Re: [PATCH 00/45] hugetlb pagewalk unification

From: Oscar Salvador
Date: Wed Jul 10 2024 - 07:27:12 EST


On Wed, Jul 10, 2024 at 05:52:43AM +0200, David Hildenbrand wrote:
> I understand that. And it would all be easier+more straight forward if we
> wouldn't have that hugetlb CONT-PTE / CONT-PMD stuff in there that works
> similar, but different to "ordinary" cont-pte for thp.
>
> I'm sure you stumbled over the set_huge_pte_at() on arm64 for example. If
> we, at one point *don't* use these hugetlb functions right now to modify
> hugetlb entries, we might be in trouble.
>
> That's why I think we should maybe invest our time and effort in having a
> new pagewalker that will just batch such things naturally, and users that
> can operate on that naturally. For example: a hugetlb cont-pte-mapped folio
> will just naturally be reported as a "fully mapped folio", just like a THP
> would be if mapped in a compatible way.
>
> Yes, this requires more work, but as raised in some patches here, working on
> individual PTEs/PMDs for hugetlb is problematic.
>
> You have to batch every operation, to essentially teach ordinary code to do
> what the hugetlb_* special code would have done on cont-pte/cont-pmd things.
>
>
> (as a side note, cont-pte/cont-pmd should primarily be a hint from arch code
> on how many entries we can batch, like we do in folio_pte_batch(); point is
> that we want to batch also on architectures where we don't have such bits,
> and prepare for architectures that implement various sizes of batching;
> IMHO, having cont-pte/cont-pmd checks in common code is likely the wrong
> approach.

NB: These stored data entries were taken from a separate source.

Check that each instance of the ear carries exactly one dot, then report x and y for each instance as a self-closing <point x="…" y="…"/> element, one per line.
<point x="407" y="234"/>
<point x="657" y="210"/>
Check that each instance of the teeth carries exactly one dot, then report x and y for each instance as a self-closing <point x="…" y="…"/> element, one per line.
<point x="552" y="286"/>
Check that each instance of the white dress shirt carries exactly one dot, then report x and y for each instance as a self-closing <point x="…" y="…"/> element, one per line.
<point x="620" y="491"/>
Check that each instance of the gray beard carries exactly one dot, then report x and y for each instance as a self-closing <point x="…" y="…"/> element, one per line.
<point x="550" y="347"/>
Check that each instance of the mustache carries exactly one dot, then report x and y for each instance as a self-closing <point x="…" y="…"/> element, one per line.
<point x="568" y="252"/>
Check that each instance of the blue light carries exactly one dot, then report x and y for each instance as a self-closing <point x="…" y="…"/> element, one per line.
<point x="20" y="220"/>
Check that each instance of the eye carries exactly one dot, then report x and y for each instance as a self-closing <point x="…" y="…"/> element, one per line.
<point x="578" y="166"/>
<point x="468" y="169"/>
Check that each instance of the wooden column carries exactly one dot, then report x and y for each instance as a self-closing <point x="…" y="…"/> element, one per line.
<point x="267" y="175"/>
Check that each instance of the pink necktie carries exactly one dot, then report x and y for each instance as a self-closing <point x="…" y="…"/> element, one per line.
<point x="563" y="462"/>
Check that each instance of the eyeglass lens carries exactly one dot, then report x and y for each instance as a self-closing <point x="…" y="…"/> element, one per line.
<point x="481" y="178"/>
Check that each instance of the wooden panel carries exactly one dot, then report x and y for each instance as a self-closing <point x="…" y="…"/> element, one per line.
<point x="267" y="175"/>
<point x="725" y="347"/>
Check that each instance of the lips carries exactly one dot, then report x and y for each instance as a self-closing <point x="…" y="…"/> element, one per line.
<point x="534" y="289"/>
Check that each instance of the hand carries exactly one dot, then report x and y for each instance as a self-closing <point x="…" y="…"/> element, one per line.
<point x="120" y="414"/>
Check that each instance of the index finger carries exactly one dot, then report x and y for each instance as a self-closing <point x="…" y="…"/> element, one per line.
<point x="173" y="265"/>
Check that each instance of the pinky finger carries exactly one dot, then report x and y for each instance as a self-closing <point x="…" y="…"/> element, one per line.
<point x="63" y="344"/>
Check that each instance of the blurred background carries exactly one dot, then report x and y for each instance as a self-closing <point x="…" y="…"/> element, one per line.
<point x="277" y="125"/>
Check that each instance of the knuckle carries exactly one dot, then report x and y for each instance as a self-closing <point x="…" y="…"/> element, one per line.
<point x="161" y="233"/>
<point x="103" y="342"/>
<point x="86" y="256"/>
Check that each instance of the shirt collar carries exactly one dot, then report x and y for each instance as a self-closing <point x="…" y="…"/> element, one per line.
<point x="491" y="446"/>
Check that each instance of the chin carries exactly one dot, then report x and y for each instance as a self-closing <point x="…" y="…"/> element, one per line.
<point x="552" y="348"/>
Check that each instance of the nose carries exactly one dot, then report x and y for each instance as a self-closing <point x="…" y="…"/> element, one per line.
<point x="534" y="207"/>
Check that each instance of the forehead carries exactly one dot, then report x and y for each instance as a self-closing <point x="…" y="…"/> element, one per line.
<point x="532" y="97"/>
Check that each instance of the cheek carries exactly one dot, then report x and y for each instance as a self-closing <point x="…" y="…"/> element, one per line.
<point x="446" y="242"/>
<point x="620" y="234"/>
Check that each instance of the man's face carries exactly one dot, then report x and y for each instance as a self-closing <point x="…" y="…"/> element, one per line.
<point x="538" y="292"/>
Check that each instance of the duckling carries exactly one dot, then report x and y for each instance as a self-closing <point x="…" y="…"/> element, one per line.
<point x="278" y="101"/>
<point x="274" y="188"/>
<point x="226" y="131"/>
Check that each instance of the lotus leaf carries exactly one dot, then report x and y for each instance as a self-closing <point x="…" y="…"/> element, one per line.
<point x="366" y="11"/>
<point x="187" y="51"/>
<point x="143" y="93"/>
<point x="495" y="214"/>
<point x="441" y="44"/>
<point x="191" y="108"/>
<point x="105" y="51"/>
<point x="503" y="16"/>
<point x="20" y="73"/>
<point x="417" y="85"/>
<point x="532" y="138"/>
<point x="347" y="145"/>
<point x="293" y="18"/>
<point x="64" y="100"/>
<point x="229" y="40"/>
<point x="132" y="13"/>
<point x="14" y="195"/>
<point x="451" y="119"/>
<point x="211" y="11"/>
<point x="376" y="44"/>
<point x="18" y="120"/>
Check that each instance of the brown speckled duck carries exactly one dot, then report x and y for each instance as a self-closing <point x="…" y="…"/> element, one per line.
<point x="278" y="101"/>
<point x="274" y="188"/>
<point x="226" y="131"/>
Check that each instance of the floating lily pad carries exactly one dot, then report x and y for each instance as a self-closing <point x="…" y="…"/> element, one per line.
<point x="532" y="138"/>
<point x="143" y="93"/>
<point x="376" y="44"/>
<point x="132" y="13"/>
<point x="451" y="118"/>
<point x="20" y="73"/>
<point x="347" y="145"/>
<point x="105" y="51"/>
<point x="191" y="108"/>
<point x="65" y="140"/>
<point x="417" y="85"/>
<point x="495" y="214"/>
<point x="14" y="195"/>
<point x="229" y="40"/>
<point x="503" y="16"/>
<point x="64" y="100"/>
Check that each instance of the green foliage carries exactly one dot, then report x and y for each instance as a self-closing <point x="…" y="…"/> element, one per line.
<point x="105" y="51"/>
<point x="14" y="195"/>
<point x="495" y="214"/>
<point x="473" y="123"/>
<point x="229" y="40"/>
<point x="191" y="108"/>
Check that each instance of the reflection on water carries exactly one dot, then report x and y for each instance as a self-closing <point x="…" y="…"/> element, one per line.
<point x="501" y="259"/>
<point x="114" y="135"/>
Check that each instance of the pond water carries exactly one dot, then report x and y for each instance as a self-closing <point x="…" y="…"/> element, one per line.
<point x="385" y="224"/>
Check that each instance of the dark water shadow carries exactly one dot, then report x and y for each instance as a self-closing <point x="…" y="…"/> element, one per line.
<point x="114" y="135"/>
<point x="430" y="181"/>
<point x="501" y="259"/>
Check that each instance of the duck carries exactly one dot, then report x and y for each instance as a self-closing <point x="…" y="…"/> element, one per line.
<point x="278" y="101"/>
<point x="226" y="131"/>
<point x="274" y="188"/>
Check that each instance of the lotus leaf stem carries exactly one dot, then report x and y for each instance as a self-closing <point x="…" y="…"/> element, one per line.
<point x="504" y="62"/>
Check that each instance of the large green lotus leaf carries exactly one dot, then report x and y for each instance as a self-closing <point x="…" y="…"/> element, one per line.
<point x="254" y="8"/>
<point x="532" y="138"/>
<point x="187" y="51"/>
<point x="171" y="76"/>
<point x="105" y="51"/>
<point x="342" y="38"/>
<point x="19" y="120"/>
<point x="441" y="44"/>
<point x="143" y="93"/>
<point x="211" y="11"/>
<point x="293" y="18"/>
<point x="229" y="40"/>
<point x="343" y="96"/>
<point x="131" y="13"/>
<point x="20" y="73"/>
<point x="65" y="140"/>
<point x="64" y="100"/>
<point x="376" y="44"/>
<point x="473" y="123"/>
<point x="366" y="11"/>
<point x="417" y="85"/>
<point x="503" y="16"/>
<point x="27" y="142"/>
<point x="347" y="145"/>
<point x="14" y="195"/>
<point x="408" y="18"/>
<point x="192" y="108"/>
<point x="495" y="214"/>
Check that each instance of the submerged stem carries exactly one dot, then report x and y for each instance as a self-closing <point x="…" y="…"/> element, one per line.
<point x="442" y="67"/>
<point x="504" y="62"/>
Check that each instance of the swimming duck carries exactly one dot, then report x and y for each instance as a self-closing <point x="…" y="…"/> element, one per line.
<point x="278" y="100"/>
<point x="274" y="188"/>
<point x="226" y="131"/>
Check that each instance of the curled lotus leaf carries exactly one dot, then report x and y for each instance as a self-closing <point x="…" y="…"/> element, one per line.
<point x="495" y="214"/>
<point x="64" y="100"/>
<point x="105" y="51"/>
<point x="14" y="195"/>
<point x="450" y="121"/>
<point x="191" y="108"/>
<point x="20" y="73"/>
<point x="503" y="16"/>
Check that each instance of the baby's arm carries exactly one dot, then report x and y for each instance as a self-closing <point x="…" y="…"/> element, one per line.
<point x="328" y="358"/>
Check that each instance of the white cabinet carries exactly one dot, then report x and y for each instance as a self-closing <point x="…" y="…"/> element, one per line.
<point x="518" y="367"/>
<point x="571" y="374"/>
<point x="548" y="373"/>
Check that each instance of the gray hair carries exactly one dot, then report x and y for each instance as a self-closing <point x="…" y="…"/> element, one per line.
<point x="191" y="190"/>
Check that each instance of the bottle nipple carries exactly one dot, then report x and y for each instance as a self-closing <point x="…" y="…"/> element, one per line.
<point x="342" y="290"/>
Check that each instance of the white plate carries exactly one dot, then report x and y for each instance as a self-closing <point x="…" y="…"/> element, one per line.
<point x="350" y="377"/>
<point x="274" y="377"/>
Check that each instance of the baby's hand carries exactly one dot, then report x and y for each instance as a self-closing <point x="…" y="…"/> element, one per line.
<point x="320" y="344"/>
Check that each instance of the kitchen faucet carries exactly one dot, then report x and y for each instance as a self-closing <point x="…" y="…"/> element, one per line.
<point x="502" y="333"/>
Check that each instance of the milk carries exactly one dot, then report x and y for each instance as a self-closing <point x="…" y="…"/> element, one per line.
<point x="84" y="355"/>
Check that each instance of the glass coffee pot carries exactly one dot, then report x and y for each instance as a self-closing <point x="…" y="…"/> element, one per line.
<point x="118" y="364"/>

Again, folio_pte_batch() is where we tackled the problem
> differently from the THP perspective)

I must say I did not check folio_pte_batch() and I am totally ignorant
of what/how it does things.
I will have a look.

> I have an idea for a better page table walker API that would try batching
> most entries (under one PTL), and walkers can just register for the types
> they want. Hoping I will find some time to at least scetch the user
> interface soon.
>
> That doesn't mean that this should block your work, but the
> cont-pte/cont/pmd hugetlb stuff is really nasty to handle here, and I don't
> particularly like where this is going.

Ok, let me take a step back then.
Previous versions of that RFC did not handle cont-{pte-pmd} wide in the
open, so let me go back to the drawing board and come up with something
that does not fiddle with cont- stuff in that way.

I might post here a small diff just to see if we are on the same page.

As usual, thanks a lot for your comments David!


--
Oscar Salvador
SUSE Labs